Book Review: The Age of the Vikings by Anders Winroth

Winroth Age of the Vikings

If you’re looking for an authoritative one-volume book on the Vikings and the Viking Age for the general reader, Anders Winroth’s The Age of the Vikings fits the bill nicely.

The book covers essentially everything that the average interested layman would want to know. While it certainly recounts the “kings and battles” stuff of which books on this and similar topics are often comprised, it thankfully goes well beyond that rather myopic perspective to give what is, considering the book’s length, a remarkably full impression of what life was actually like for the Scandinavians of the eighth to the eleventh centuries.

In its 250 pages, it offers detailed overviews of the practicalities of Viking warfare; how Scandinavians established themselves in conquered lands; their expeditions throughout the known world and discovery of North America; the vibrant trade that existed between the Scandinavians and lands as far flung as Egypt, Russia, and the Persian Gulf; how Viking ships were constructed and used; political hierarchies; farm life, including a bit of a discussion of gender roles; pre-Christian Scandinavian religion; the conversion to Christianity; the runic alphabets and their use; poetry and visual art; and how the Viking Age came to an end as Scandinavia integrated more fully with the rest of Europe. The book is organized by topic rather than chronology, but numerous discussions of chronological development during the period address that side of things, too.

One of the book’s great advantages is its writing style. Winroth’s prose is seldom dry. It has a human, conversational element to it, as if he were engaging directly with the reader. This is enhanced by the bits of narrative that pepper the text throughout, adding a flavor of historical fiction that further prevents the book from sinking into a bare recounting of facts.

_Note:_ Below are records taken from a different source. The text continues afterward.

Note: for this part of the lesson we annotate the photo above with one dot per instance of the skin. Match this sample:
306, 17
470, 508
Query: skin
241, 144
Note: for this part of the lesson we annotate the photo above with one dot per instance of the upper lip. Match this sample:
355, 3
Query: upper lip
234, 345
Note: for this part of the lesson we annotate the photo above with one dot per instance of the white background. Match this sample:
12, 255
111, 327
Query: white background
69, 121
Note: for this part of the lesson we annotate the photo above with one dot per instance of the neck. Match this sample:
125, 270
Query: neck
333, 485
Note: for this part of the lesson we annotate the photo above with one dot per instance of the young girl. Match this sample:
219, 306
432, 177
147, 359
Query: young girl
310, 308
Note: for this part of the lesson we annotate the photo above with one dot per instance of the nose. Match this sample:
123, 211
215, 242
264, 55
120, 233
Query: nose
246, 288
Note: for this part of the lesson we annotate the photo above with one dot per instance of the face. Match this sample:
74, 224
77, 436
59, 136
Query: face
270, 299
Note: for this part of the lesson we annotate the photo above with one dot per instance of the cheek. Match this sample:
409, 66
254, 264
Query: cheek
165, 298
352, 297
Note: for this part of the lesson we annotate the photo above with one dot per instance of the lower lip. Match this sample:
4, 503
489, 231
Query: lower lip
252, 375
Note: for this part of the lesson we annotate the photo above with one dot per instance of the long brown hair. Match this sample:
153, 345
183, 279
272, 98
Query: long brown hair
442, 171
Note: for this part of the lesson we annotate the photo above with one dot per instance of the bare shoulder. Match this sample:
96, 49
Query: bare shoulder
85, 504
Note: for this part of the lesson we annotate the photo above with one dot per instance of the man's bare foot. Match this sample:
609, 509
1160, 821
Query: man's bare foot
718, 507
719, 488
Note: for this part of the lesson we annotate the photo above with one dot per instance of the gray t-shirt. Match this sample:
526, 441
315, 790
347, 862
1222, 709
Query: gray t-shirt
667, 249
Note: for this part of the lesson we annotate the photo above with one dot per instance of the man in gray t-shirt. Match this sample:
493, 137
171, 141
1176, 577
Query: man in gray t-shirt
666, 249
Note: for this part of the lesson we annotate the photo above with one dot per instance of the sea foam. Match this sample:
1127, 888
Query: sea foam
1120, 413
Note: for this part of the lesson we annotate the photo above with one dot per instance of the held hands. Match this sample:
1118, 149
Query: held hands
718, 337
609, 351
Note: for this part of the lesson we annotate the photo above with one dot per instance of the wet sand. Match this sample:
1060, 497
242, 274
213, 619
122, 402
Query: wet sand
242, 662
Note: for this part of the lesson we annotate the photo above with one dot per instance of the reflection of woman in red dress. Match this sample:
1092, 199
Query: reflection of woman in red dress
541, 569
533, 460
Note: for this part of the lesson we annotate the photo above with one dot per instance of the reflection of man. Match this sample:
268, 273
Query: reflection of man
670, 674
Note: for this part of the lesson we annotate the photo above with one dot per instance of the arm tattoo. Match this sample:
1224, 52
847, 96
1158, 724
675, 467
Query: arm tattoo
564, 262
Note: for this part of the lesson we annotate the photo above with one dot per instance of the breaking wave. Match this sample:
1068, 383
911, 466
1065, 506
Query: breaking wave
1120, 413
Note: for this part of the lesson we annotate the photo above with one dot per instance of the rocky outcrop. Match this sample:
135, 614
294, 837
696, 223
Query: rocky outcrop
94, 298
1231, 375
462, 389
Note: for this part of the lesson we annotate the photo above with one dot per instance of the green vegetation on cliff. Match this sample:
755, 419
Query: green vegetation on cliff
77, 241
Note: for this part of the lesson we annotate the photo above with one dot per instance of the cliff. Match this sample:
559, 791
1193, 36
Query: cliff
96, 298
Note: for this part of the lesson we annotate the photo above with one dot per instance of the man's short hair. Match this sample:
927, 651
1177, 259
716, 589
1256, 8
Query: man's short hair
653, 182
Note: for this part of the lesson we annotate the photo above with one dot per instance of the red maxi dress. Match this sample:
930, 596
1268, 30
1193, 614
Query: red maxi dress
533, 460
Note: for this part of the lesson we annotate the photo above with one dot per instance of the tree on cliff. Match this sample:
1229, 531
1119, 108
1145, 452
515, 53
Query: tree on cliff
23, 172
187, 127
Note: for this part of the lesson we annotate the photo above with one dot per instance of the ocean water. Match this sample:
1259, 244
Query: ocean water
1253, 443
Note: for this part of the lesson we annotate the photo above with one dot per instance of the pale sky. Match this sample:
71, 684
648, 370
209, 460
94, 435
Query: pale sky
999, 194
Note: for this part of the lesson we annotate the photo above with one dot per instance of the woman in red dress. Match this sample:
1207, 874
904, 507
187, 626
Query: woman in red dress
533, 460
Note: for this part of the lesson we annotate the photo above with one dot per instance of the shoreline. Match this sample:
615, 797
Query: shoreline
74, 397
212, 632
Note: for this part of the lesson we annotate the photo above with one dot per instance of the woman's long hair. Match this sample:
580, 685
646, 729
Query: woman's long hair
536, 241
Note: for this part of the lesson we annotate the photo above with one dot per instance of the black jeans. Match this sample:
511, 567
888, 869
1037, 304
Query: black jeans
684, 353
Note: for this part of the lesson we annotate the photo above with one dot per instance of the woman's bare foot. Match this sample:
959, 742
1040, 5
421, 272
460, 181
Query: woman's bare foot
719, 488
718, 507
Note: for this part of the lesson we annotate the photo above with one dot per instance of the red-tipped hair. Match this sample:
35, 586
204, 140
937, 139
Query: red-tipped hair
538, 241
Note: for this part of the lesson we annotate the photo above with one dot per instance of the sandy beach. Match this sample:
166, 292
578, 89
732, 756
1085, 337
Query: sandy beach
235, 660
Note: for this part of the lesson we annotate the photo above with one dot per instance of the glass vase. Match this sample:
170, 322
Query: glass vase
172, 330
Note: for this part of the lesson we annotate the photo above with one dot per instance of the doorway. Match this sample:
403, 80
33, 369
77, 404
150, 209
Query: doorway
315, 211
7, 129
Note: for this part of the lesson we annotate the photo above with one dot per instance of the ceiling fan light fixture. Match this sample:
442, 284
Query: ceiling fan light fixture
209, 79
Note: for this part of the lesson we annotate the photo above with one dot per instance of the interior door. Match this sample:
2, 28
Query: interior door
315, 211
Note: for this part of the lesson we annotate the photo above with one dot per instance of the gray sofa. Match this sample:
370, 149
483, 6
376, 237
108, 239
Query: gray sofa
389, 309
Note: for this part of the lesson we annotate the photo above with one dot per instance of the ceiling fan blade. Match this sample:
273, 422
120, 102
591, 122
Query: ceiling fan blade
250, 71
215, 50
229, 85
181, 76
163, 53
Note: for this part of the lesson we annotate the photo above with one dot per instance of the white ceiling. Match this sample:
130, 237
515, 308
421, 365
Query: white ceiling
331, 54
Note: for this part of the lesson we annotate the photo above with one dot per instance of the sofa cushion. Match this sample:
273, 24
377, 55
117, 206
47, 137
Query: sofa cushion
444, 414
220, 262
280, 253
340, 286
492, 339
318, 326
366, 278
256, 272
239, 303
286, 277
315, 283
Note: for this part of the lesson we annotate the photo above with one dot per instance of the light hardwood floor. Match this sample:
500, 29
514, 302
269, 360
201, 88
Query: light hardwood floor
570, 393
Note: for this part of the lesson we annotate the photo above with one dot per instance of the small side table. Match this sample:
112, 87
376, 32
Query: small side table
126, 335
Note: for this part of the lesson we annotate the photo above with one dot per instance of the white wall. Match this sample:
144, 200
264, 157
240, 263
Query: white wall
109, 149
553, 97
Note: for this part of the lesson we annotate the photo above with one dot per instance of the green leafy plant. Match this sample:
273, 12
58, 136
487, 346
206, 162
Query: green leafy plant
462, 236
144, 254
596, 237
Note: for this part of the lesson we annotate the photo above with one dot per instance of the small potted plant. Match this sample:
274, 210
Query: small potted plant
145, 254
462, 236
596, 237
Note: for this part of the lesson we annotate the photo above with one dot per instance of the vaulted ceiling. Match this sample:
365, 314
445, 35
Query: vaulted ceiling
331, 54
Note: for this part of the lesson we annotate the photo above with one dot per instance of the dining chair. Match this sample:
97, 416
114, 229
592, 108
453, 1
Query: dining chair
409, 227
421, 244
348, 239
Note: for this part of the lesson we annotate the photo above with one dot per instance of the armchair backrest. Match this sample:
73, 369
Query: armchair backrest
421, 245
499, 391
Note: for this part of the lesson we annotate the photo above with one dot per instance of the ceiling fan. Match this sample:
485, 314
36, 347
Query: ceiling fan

No book is without its flaws, but the shortcomings of The Age of the Vikings are relatively minor. Winroth occasionally makes the odd ridiculous claim, such as his assertion that the berserkers and other inspired warriors were a literary invention of the centuries that followed the Viking Age. He barely defends this and similar contentions, probably due to limitations of space, but it evidences a lack of familiarity with key sources on Viking religion such as Neil Price’s The Viking Way: Religion and War in Late Iron-Age Scandinavia, as well as an overweening (but fundamentally well-founded) desire to compensate for the at times too credulous and romantic conclusions of many past scholars. I personally would have liked to see him go into more depth about Viking Age religion, but that’s a rather predictable wish on my part, and space in the book is limited, after all.

For those who are hoping to find a first-rate general introduction to the Viking Age, whether out of an interest in the Vikings themselves or a desire to understand more of the context within which the pre-Christian Norse religion and myths lived, I can highly recommend Winroth’s The Age of the Vikings.